Retail diesel benchmark price resumes downward momentum
After 1 increase, latest weekly price picks up earlier trend of declines. The post Retail diesel benchmark price resumes downward momentum appeared first on FreightWaves.

Retail diesel prices declined last week, according to the benchmark number published by the federal government, picking up on a downward trend that had taken a break the prior week.
The Department of Energy/Energy Information Administration average weekly retail diesel price fell 4.9 cents a gallon to $3.487, a drop of 4.9 cents.
It follows a 6 cents per gallon increase for the weekly price posted a week ago. With the latest decline, it resumes a downward trend that had seen the benchmark used for most fuel surcharges fall five consecutive weeks.
From a recent high of $3.715 a gallon on Jan. 20, the price is now down 22.8 cents.

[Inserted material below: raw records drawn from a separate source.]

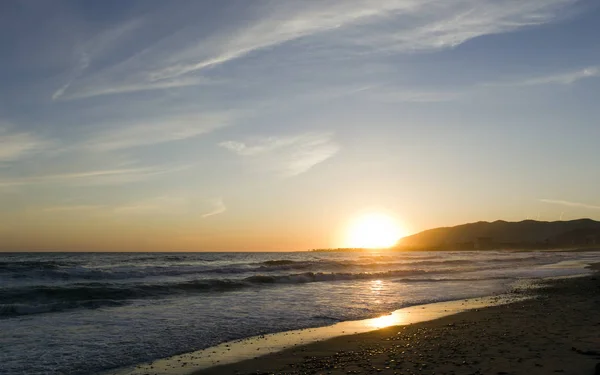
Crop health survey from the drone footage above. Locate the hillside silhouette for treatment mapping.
[397,219,600,250]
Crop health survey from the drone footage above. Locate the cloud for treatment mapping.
[485,66,600,87]
[52,19,143,100]
[42,204,105,212]
[219,133,340,177]
[369,89,462,103]
[79,114,231,151]
[202,198,227,218]
[0,125,50,162]
[55,0,577,99]
[113,194,188,215]
[0,166,187,187]
[540,199,600,210]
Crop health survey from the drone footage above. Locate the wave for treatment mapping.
[0,270,464,317]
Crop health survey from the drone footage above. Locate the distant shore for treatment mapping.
[307,245,600,253]
[194,264,600,375]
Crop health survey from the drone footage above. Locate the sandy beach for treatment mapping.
[200,265,600,375]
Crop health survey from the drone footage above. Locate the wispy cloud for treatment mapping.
[55,0,577,98]
[0,124,50,162]
[113,194,188,215]
[369,88,462,103]
[0,166,186,187]
[78,114,231,151]
[220,133,340,177]
[202,198,227,218]
[42,204,105,212]
[52,19,143,100]
[485,66,600,87]
[540,199,600,210]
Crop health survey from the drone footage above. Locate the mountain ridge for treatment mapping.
[396,218,600,250]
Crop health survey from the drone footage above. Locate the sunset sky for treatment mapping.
[0,0,600,251]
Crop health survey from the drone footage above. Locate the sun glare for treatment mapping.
[346,213,404,249]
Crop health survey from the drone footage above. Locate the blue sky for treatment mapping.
[0,0,600,250]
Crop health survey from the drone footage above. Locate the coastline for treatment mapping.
[198,264,600,375]
[103,263,600,375]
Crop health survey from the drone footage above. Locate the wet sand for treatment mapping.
[194,264,600,375]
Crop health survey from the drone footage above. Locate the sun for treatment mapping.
[346,213,404,249]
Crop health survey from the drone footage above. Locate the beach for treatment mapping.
[0,251,600,375]
[195,264,600,375]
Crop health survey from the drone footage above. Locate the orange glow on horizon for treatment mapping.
[345,213,406,249]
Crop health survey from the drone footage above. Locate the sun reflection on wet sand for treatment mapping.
[363,311,406,329]
[106,296,528,375]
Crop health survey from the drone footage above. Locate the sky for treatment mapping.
[0,0,600,251]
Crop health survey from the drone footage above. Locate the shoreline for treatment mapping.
[198,264,600,375]
[101,263,600,375]
[105,294,532,375]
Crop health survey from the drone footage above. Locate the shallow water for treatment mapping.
[0,251,600,374]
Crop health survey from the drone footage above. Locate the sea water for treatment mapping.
[0,251,600,374]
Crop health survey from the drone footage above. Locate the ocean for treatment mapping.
[0,251,600,375]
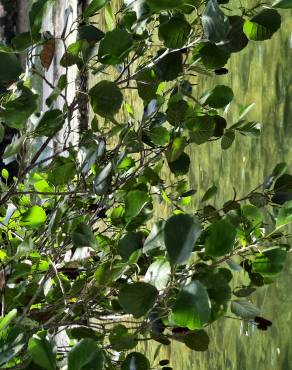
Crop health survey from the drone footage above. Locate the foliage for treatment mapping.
[0,0,292,370]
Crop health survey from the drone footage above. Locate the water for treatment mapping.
[148,12,292,370]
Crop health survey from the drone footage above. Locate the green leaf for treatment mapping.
[125,190,150,222]
[243,9,281,41]
[72,223,98,249]
[20,206,47,229]
[118,231,144,259]
[136,69,159,102]
[121,352,150,370]
[119,282,158,318]
[0,308,17,331]
[149,126,170,145]
[197,42,230,69]
[68,338,104,370]
[205,220,236,257]
[171,280,211,330]
[221,130,235,150]
[183,330,210,352]
[48,157,75,185]
[1,168,9,181]
[203,85,234,108]
[109,325,138,351]
[144,258,171,290]
[241,204,263,228]
[158,15,191,49]
[272,0,292,9]
[168,153,191,176]
[164,214,201,264]
[94,162,113,195]
[252,247,287,277]
[98,28,133,65]
[82,0,107,18]
[146,0,187,11]
[143,221,165,253]
[222,15,248,53]
[202,0,230,43]
[166,100,188,127]
[186,116,215,145]
[155,50,183,81]
[231,299,261,319]
[276,201,292,228]
[89,81,123,118]
[166,136,187,163]
[28,330,57,370]
[0,84,38,129]
[0,52,22,83]
[202,185,218,202]
[34,109,65,136]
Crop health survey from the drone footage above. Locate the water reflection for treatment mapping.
[149,7,292,370]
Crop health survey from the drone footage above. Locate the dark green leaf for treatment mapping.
[119,282,158,318]
[48,157,75,185]
[186,116,215,145]
[202,0,230,43]
[168,153,191,176]
[158,16,191,49]
[136,69,159,102]
[0,52,22,83]
[68,338,104,370]
[0,85,38,129]
[11,32,32,51]
[205,220,236,257]
[94,162,113,195]
[252,247,287,277]
[276,201,292,227]
[121,352,150,370]
[28,330,57,370]
[72,223,97,248]
[156,51,183,81]
[143,221,165,253]
[164,214,201,264]
[223,15,248,53]
[34,109,65,136]
[171,280,211,330]
[125,190,150,221]
[98,28,133,65]
[20,206,47,228]
[166,137,186,163]
[272,0,292,9]
[0,308,17,331]
[118,231,144,259]
[149,126,170,145]
[109,325,138,351]
[243,9,281,41]
[231,299,261,319]
[89,81,123,117]
[197,42,230,69]
[82,0,107,18]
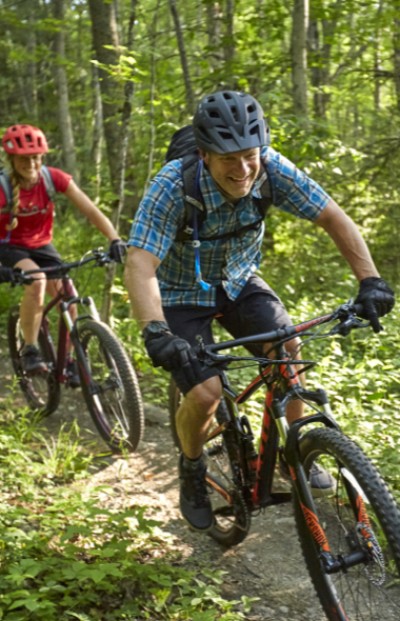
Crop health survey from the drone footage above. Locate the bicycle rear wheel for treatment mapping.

Ultra low sulfur diesel on the CME has dropped sharply the past two weeks. On May 14, it settled at $2.2061 a gallon. The settlement Tuesday was $2.0794, a decline of 12.67 cents. Oil markets rebounded Wednesday, with ULSD settling at $2.0881 a gallon.
That fall between May 14 and Tuesday was 5.7%. But Brent crude, the world benchmark, declined only 3% during that time.
In his weekly commentary, energy economist Philip Verleger, who has always viewed diesel as a leading indicator of not just oil markets but of economic activity, says data coming out of the diesel market is pointing toward a slowdown in economic activity.
Under a headline that referred to data on distillate consumption – diesel is a distillate and makes up about 90% of the EIA data under distillate – Verleger writes that the numbers are the “canary in the coal mine.”
He said weekly data on U.S. distillate consumption through the week ending May 16 showed a 600,000-barrel-per-day decline from a mid-February peak, which he says is extremely large by historical standards.
Verleger found a similar, disquieting decline: the period between August and November 2008, as the Great Recession was tightening its grip on the U.S.
He said some of the decline could be because earlier numbers were skewed by imports being pulled forward due to avoidance of potential tariffs. But it is not just that, according to Verleger. It also reflects “the ongoing reduction in investment activity that is not yet reflected in forecasts.”
Citing the 2008 data, Verleger said, “the drop in distillate use corresponded to the decline in real GDP.”
“Thus, we suspect the current drop in use, particularly since the beginning of March, warns of a slowdown in investment that will be reported later in 2025 and in 2026,” he wrote in the report. “This decrease will also feed back into the GDP calculations.”
Oil markets in recent weeks have been reacting not just to macroeconomic concerns driven by tariff uncertainty. They also are moving lower on the determination by OPEC+ to unwind its organization’s production cutbacks, with more than 400,000 barrels per day scheduled to come back online in June.
Additionally, OPEC+ ministers are scheduled to meet virtually this weekend and affirm another increase of that magnitude to go into effect in July.